Theater: 26. Spielzeit bei „ Theater im Hof“ in Riedlingen startet am Samstag / Erstmals mit Kunstausstellung von Max Sauk

Von Gabriele Hauger

Kandern-Riedlingen. „Wir arbeiten aus Freude an der Sprache“, sagt Dieter Bitterli, der mit seiner Frau Dorothea Koelbing die mittlerweile 26. Spielzeit von „Theater im Hof“ in Riedlingen organisiert. Die ambitionierte Kulturreihe im Innenhof des alten Anwesens mit seiner mächtigen Kastanie zieht alljährlich Freunde großer Theaterkunst an.
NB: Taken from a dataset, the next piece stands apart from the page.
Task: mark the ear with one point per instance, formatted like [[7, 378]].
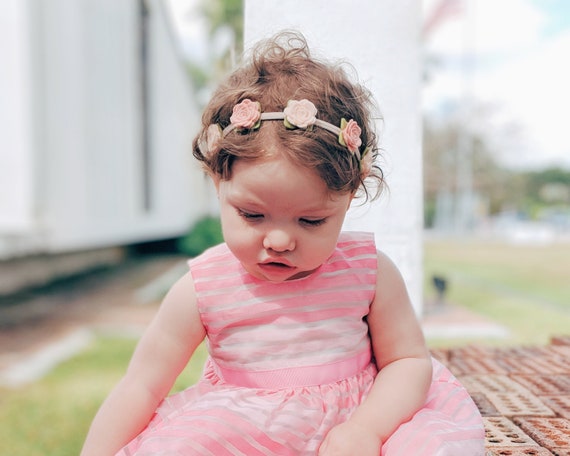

Aus Liebe zur Vielfältigkeit, Genauigkeit, Lebendigkeit und zum Fantasiereichtum von Sprache will Bitterli, langjähriger Professor für Schauspiel in Berlin, seine Arbeit verstanden wissen.

Dass Sprache besonders derzeit „von vielen Seiten vergiftet wird“, bedauert er. „Wir wollen etwas anderes in die Welt setzen.“ Dies dürfte mit dem am Samstag startenden Programm gelingen.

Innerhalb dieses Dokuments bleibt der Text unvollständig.